Making cervical cancer screening more effective and objective
Today, women have an 80% chance in their lifetimes of contracting high-risk HPV, the causal agent of cervical cancer. However, only 1 in 10 women with high-risk HPV will develop long-lasting infections that put them at risk for development of cervical cancer.2 There is growing need for an accurate molecular test to see beyond HPV and determine whether a patient has a high short-term risk of cervical cancer.
QIAsure delivers objective assurance that women are safe from cervical cancer following a positive high-risk HPV result or an abnormal cytology result.
- Separate out patients with high-risk HPV infections that are transforming into cervical cancer from patients who have low short-term risk of developing cancer
- Guide surveillance and treatment decisions
- Prevent women with non-transforming infections from receiving unnecessary treatments
Key Benefits of QIAsure
QIAsure is a quantitative methylation specific PCR test with high sensitivity and 100% accuracy in detecting biomarkers associated with cervical carcinoma in patients.
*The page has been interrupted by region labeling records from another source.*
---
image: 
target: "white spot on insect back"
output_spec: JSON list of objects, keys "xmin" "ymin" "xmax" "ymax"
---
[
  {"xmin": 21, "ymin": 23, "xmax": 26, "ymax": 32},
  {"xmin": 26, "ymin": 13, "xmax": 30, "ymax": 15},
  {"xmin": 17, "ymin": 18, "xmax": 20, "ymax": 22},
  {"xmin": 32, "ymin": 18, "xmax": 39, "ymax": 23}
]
QIAsure provides objective results on whether a patient has a hrHPV infection that’s actively transforming cervical cells into cancer.
QIAsure can be performed on the same sample (self-sample or physician/OBGYN collected) as the primary screening HPV test.
QIAsure can help reduce unnecessary colposcopies and cervical treatments.
QIAsure can be performed on self-samples collected by the patient without a speculum exam, making it easy and convenient to be tested early and often.
QIAsure provides test negative patients with peace of mind that they have a low short-term risk of cervical cancer.